N2SVCD_EDR_READER_SCRIPT /usr/share/n2rep/etc/nifi/n2svcd_reader.groovy The location of the Groovy script for parsing N2SVCD EDRs.
N2REPORTING_PG_DB_DRIVER /opt/nsquared/ocs/lib/postgresql-42.3.1.jar The location of the Java jar file for PosgreSQL JDBC connectivity.
N2REPORTING_PG_DB_URL jdbc:postgresql://127.0.0.1/n2reporting The full JDBC URL for the PostgreSQL n2reporting database.
N2REPORTING_PG_USERNAME n2reporting_writer The username to connect to the reporting database with.
N2REPORTING_PG_PASSWORD n2reporting_writer The database password to connect to the reporting database with.

The “N2ACD Service EDR Processing” Process Group

This process group will store raw EDRs identified as part of the ACD service into the n2acd.raw_json_edr database table.
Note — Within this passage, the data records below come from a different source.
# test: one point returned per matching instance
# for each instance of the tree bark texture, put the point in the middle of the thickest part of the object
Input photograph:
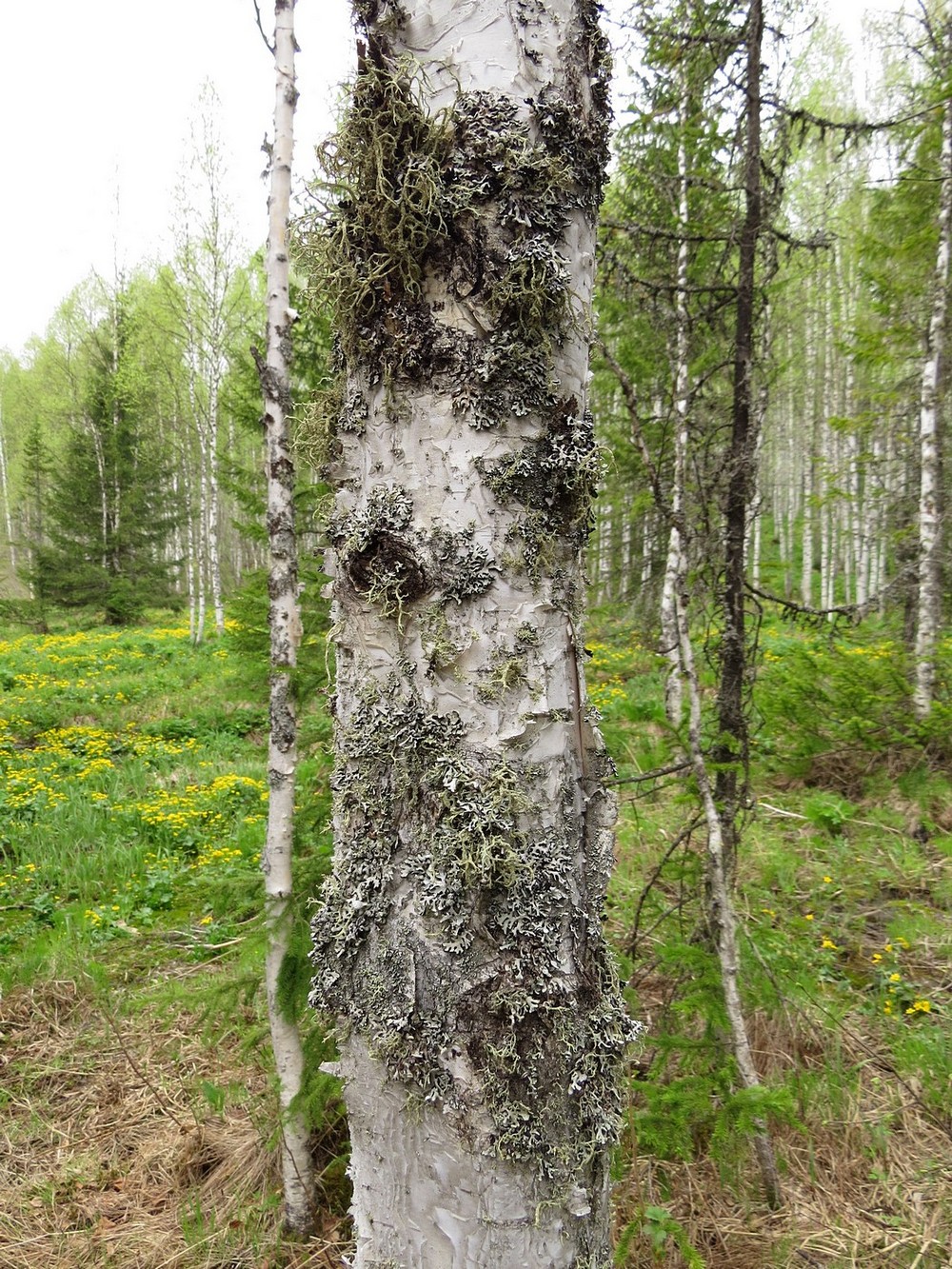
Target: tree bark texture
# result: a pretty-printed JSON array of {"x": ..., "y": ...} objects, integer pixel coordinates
[
  {"x": 731, "y": 750},
  {"x": 460, "y": 937},
  {"x": 929, "y": 437},
  {"x": 285, "y": 625}
]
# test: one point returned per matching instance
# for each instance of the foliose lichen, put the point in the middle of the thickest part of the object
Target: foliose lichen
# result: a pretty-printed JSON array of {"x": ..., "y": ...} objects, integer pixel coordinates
[{"x": 423, "y": 814}]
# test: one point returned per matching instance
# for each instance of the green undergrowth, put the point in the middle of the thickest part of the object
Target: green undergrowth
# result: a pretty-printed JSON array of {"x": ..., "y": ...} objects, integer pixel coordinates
[
  {"x": 132, "y": 818},
  {"x": 131, "y": 826},
  {"x": 844, "y": 902}
]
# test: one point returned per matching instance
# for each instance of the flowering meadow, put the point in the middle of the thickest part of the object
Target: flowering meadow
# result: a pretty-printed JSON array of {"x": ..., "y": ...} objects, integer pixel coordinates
[
  {"x": 132, "y": 814},
  {"x": 129, "y": 793}
]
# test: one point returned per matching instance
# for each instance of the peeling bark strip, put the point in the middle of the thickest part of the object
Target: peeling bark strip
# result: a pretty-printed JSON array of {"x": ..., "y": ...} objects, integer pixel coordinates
[
  {"x": 285, "y": 625},
  {"x": 460, "y": 936}
]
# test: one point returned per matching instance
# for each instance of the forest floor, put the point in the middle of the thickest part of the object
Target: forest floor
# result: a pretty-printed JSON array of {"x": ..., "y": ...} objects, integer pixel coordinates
[{"x": 136, "y": 1100}]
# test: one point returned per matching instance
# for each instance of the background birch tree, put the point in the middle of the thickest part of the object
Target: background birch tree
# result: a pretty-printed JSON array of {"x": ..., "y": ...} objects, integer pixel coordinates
[
  {"x": 460, "y": 936},
  {"x": 285, "y": 625}
]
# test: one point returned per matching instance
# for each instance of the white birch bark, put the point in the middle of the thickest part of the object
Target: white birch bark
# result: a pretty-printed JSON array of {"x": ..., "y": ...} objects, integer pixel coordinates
[
  {"x": 725, "y": 922},
  {"x": 806, "y": 584},
  {"x": 460, "y": 932},
  {"x": 285, "y": 625},
  {"x": 929, "y": 605}
]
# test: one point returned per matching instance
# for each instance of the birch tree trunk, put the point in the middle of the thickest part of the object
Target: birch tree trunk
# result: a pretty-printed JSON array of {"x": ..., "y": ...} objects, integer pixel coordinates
[
  {"x": 929, "y": 608},
  {"x": 6, "y": 495},
  {"x": 285, "y": 625},
  {"x": 459, "y": 937}
]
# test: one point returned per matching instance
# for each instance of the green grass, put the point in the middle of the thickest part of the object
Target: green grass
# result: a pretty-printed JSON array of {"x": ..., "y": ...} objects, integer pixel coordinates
[
  {"x": 131, "y": 826},
  {"x": 844, "y": 903}
]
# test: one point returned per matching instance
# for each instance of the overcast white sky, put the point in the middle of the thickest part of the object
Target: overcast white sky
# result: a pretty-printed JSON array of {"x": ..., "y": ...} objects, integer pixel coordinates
[{"x": 95, "y": 98}]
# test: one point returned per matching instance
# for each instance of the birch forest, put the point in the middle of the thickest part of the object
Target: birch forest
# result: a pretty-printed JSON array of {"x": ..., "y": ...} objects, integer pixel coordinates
[{"x": 540, "y": 547}]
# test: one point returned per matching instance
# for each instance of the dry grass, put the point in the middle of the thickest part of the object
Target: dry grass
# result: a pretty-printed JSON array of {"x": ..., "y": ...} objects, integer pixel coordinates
[
  {"x": 109, "y": 1155},
  {"x": 867, "y": 1189}
]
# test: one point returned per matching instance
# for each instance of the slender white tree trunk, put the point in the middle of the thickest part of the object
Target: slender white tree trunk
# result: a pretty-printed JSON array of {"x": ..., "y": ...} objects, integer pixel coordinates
[
  {"x": 460, "y": 934},
  {"x": 6, "y": 494},
  {"x": 285, "y": 625},
  {"x": 213, "y": 506},
  {"x": 929, "y": 439},
  {"x": 725, "y": 922}
]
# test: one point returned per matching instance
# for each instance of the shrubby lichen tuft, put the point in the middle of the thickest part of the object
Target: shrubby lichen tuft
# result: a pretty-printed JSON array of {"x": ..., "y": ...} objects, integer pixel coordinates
[{"x": 430, "y": 826}]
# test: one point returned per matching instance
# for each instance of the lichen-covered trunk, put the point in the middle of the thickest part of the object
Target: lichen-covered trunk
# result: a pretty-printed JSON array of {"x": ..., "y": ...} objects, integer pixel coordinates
[
  {"x": 285, "y": 627},
  {"x": 676, "y": 565},
  {"x": 460, "y": 936},
  {"x": 929, "y": 610}
]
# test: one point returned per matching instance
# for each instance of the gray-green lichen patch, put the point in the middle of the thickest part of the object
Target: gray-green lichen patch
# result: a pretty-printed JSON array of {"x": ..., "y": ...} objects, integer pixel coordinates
[
  {"x": 388, "y": 563},
  {"x": 478, "y": 197},
  {"x": 444, "y": 936},
  {"x": 555, "y": 479}
]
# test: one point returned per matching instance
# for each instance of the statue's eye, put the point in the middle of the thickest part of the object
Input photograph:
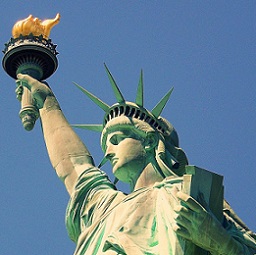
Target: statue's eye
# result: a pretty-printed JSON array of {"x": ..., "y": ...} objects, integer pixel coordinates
[{"x": 116, "y": 139}]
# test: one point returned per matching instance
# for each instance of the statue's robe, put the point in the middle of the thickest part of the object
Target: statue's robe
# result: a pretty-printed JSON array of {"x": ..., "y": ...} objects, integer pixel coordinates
[{"x": 102, "y": 220}]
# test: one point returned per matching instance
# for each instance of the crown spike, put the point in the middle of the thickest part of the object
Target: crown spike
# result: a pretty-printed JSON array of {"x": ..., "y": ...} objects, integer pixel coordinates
[
  {"x": 103, "y": 162},
  {"x": 95, "y": 99},
  {"x": 118, "y": 94},
  {"x": 92, "y": 127},
  {"x": 157, "y": 110},
  {"x": 140, "y": 97}
]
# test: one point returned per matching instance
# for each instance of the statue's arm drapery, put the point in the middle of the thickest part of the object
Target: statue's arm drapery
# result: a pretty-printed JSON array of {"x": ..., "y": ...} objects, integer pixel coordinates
[{"x": 68, "y": 155}]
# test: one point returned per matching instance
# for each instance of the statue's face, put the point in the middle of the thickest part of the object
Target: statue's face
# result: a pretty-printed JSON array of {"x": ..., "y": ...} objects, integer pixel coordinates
[{"x": 127, "y": 154}]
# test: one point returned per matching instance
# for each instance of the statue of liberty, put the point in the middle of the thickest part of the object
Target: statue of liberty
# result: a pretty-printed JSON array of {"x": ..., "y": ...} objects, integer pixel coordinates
[
  {"x": 157, "y": 217},
  {"x": 173, "y": 208}
]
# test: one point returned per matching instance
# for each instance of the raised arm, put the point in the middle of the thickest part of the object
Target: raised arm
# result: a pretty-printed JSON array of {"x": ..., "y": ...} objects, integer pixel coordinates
[{"x": 68, "y": 155}]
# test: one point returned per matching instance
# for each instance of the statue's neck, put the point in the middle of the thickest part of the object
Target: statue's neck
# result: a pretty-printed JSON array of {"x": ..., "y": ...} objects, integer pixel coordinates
[{"x": 148, "y": 177}]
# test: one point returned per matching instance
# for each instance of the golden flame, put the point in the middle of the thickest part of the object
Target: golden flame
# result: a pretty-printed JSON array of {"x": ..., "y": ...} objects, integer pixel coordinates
[{"x": 35, "y": 26}]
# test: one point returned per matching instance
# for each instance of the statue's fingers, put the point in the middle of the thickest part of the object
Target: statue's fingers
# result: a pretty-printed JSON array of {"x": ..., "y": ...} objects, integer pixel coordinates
[{"x": 27, "y": 80}]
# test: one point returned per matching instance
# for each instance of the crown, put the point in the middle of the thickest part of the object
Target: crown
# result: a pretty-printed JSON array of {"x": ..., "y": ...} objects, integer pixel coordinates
[{"x": 124, "y": 108}]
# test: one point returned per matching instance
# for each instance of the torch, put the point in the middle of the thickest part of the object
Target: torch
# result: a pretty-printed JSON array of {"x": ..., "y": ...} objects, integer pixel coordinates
[{"x": 30, "y": 51}]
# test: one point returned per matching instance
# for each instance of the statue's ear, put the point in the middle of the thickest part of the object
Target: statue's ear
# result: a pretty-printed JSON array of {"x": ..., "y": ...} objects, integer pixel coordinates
[{"x": 151, "y": 141}]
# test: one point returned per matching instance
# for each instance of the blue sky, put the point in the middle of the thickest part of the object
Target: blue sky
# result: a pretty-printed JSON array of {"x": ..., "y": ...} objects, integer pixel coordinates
[{"x": 204, "y": 49}]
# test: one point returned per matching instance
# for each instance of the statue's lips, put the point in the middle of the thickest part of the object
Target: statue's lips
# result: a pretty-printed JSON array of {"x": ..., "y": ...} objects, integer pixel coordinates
[{"x": 114, "y": 161}]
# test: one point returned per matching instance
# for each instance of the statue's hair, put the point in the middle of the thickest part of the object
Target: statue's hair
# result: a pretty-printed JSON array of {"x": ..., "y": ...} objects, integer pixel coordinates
[
  {"x": 133, "y": 116},
  {"x": 170, "y": 158}
]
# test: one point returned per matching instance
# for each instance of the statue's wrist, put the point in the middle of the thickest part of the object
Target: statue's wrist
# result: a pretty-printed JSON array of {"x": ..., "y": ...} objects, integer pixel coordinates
[{"x": 51, "y": 103}]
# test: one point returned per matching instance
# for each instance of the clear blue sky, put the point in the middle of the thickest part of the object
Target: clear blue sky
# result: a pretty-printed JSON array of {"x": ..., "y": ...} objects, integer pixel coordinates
[{"x": 205, "y": 49}]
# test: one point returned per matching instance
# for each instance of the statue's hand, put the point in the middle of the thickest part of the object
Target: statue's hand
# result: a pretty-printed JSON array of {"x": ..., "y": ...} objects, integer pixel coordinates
[
  {"x": 196, "y": 224},
  {"x": 39, "y": 90}
]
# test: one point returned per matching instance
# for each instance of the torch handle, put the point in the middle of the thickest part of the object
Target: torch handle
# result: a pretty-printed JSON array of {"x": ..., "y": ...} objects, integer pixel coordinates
[{"x": 28, "y": 112}]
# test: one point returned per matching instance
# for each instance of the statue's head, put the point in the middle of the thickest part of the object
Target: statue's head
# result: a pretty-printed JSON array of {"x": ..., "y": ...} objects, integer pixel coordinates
[{"x": 158, "y": 138}]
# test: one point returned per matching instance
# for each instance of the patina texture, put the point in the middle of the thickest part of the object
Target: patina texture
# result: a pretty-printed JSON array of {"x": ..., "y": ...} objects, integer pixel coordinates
[{"x": 165, "y": 213}]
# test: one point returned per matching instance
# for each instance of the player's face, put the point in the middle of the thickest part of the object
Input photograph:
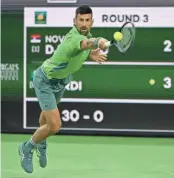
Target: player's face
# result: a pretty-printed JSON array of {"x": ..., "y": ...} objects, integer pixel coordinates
[{"x": 83, "y": 23}]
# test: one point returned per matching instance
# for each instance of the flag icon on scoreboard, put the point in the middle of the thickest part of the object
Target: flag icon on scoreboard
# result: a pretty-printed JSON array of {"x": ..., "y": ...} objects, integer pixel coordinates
[{"x": 35, "y": 38}]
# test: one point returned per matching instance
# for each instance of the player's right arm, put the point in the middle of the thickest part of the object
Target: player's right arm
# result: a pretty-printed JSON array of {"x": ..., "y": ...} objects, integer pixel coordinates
[{"x": 94, "y": 43}]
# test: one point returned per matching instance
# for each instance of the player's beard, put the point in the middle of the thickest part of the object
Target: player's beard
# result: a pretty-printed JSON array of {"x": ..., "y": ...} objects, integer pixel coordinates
[{"x": 84, "y": 31}]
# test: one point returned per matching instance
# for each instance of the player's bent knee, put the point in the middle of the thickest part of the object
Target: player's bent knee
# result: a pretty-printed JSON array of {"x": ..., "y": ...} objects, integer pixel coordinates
[{"x": 53, "y": 120}]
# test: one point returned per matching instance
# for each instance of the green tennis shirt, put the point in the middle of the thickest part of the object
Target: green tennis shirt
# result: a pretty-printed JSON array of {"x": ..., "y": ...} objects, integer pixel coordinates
[{"x": 68, "y": 57}]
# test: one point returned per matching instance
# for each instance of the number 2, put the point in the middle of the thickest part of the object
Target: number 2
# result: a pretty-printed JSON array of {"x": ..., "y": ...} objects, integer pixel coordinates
[{"x": 168, "y": 45}]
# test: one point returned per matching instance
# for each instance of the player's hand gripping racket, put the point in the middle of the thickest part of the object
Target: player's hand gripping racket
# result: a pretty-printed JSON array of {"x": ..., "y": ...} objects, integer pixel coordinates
[{"x": 123, "y": 40}]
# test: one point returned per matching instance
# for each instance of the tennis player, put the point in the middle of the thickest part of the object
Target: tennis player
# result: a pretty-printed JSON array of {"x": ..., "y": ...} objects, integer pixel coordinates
[{"x": 51, "y": 78}]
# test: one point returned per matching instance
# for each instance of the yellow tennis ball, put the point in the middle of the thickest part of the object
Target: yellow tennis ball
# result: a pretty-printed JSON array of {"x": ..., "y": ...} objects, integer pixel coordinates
[{"x": 118, "y": 36}]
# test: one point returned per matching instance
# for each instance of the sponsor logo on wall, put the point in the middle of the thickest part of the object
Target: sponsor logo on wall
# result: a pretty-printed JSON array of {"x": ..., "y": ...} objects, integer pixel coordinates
[
  {"x": 9, "y": 71},
  {"x": 40, "y": 17}
]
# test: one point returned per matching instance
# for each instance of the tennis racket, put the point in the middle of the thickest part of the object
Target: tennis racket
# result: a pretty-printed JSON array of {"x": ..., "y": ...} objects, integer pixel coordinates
[{"x": 128, "y": 32}]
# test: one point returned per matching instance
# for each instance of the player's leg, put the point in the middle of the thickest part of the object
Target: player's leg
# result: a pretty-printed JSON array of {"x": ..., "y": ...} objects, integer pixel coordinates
[
  {"x": 48, "y": 104},
  {"x": 41, "y": 149}
]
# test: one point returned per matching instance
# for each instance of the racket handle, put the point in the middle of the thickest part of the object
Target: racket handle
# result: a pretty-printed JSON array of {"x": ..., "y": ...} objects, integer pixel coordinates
[{"x": 108, "y": 43}]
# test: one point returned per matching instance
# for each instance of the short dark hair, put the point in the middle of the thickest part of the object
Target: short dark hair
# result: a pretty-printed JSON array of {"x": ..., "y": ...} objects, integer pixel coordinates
[{"x": 84, "y": 9}]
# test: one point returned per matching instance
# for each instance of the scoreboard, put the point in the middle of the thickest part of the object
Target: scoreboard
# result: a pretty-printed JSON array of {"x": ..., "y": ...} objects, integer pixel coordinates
[{"x": 143, "y": 75}]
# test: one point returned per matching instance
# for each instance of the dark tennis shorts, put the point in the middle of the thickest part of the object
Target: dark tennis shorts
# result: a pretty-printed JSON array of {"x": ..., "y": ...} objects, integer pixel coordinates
[{"x": 49, "y": 91}]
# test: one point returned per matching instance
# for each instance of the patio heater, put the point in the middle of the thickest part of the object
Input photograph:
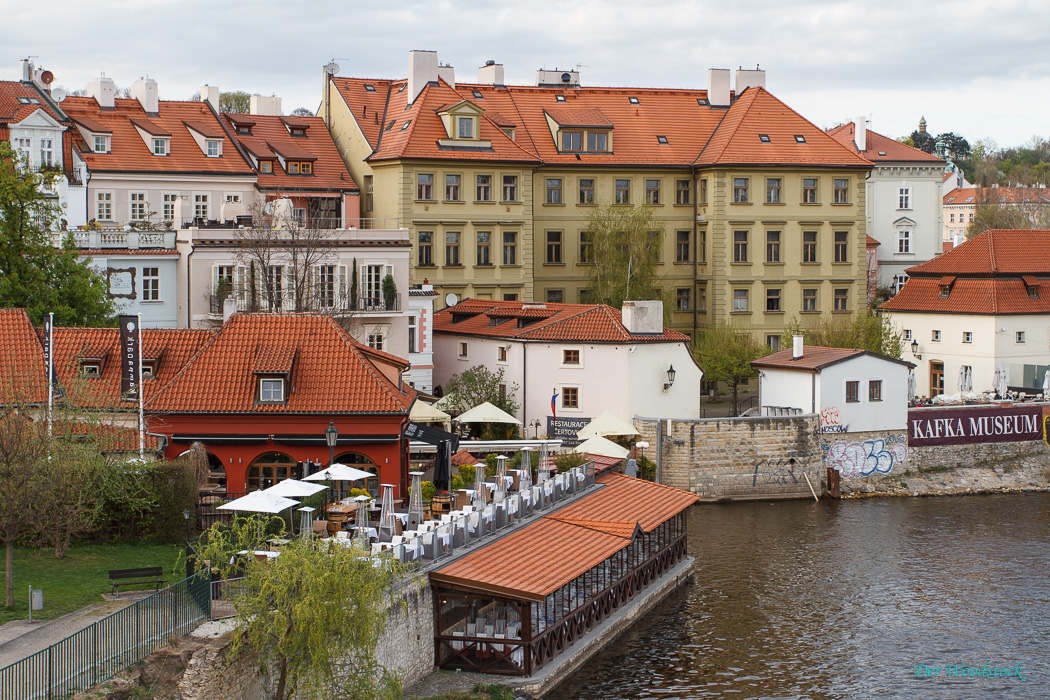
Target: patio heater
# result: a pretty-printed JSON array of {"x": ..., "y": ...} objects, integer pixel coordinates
[
  {"x": 481, "y": 494},
  {"x": 386, "y": 512}
]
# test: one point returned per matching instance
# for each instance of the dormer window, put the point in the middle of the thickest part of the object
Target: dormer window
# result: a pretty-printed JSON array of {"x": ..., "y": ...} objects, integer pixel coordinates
[{"x": 271, "y": 389}]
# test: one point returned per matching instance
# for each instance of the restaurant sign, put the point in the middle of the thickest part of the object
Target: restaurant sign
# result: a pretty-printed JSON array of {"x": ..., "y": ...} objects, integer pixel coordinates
[
  {"x": 966, "y": 426},
  {"x": 565, "y": 429}
]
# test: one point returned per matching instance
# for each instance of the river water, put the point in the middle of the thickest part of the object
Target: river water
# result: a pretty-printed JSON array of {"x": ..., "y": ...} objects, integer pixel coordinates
[{"x": 844, "y": 599}]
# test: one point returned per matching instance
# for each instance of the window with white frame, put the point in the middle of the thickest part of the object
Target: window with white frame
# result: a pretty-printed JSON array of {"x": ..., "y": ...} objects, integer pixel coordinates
[
  {"x": 139, "y": 208},
  {"x": 150, "y": 283},
  {"x": 104, "y": 206}
]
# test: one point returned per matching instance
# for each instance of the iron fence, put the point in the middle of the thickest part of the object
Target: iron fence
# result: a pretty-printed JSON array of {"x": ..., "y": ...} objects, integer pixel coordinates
[{"x": 99, "y": 652}]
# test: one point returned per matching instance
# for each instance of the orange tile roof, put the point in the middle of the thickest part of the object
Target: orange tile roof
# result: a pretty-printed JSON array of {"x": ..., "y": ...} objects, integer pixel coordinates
[
  {"x": 816, "y": 358},
  {"x": 545, "y": 555},
  {"x": 756, "y": 112},
  {"x": 332, "y": 373},
  {"x": 879, "y": 148},
  {"x": 23, "y": 377},
  {"x": 563, "y": 322},
  {"x": 128, "y": 151},
  {"x": 169, "y": 348},
  {"x": 270, "y": 136}
]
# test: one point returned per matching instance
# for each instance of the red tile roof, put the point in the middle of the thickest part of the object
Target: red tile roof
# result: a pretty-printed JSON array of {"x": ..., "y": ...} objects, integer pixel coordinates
[
  {"x": 332, "y": 374},
  {"x": 545, "y": 555},
  {"x": 129, "y": 152},
  {"x": 755, "y": 113},
  {"x": 561, "y": 322},
  {"x": 270, "y": 136},
  {"x": 23, "y": 377},
  {"x": 880, "y": 148},
  {"x": 816, "y": 358}
]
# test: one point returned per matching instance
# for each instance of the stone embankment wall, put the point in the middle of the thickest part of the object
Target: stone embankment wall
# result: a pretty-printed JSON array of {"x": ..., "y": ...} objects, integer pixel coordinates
[{"x": 737, "y": 458}]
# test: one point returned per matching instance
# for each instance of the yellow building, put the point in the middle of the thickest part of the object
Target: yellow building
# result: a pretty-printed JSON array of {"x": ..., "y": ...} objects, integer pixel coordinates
[{"x": 762, "y": 212}]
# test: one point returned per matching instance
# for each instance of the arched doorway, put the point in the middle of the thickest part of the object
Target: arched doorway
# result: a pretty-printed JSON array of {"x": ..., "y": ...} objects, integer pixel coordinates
[
  {"x": 359, "y": 461},
  {"x": 269, "y": 468}
]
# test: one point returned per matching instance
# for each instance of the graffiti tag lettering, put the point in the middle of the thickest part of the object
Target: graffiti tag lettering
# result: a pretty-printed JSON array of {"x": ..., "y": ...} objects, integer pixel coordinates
[{"x": 861, "y": 459}]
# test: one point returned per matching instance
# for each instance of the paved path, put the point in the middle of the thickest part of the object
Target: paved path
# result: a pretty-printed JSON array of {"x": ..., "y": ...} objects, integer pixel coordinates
[{"x": 21, "y": 638}]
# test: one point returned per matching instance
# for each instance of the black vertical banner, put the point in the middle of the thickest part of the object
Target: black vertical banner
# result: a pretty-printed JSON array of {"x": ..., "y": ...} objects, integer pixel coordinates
[{"x": 130, "y": 339}]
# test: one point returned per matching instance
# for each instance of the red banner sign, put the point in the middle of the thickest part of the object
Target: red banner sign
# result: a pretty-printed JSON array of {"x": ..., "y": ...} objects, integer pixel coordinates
[{"x": 967, "y": 426}]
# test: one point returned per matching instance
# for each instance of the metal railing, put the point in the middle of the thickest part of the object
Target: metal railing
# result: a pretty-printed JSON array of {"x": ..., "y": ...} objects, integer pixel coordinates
[{"x": 99, "y": 652}]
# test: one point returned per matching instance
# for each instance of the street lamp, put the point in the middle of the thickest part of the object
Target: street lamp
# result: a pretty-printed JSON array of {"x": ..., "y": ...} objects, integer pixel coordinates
[
  {"x": 331, "y": 435},
  {"x": 670, "y": 378}
]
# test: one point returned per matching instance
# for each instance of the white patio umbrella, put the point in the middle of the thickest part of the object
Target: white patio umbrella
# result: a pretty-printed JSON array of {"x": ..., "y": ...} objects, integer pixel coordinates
[
  {"x": 291, "y": 488},
  {"x": 259, "y": 502},
  {"x": 338, "y": 472},
  {"x": 603, "y": 446},
  {"x": 606, "y": 424},
  {"x": 486, "y": 412}
]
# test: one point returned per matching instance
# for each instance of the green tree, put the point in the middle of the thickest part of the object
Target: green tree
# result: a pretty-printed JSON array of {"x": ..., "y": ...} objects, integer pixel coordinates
[
  {"x": 725, "y": 352},
  {"x": 315, "y": 613},
  {"x": 35, "y": 275},
  {"x": 866, "y": 331},
  {"x": 236, "y": 102},
  {"x": 625, "y": 254}
]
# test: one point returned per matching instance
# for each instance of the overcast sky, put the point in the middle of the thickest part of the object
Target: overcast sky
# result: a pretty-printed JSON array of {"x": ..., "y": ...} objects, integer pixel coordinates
[{"x": 974, "y": 67}]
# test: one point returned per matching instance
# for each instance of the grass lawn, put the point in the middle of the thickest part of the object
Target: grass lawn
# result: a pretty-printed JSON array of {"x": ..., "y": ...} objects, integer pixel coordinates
[{"x": 81, "y": 577}]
It will aggregate EDRs received such that one row per voice call is stored in the database table n2ad.summarised_edr.

N2SVCD EDR Parsing Process Group

See the reporting db node installation instructions for creating the reporting database, and the reporting database data model for details on the reporting tables themselves.

This process group relies on previous service determination. EDRs not belonging to calls processed by the N2ACD service are not expected to be processed by this process group.

This process group will:

  1. Store EDRs to the N2ACD reporting database raw_json_edr database table.
  2. Process EDRs to determine the purpose of the EDR and update the CDR record for the ACD call in the summarised_edr table.

Configuration

The following configuration is required for the N2ACD Service EDR Processing process group:

Parameter Default Value Purpose
N2ACD_EDR_READER_SCRIPT /usr/share/n2acd/etc/nifi/n2acd_reader.groovy The location of the Groovy script for additional N2ACD specific parsing of EDR data.
N2REPORTING_PG_DB_DRIVER /opt/nsquared/ocs/lib/postgresql-42.3.1.jar The location of the Java jar file for PosgreSQL JDBC connectivity.
N2REPORTING_PG_DB_URL jdbc:postgresql://127.0.0.1/n2reporting The full JDBC URL for the PostgreSQL n2reporting database.
N2REPORTING_PG_USERNAME n2reporting_writer The username to connect to the reporting database with.
N2REPORTING_PG_PASSWORD n2reporting_writer The database password to connect to the reporting database with.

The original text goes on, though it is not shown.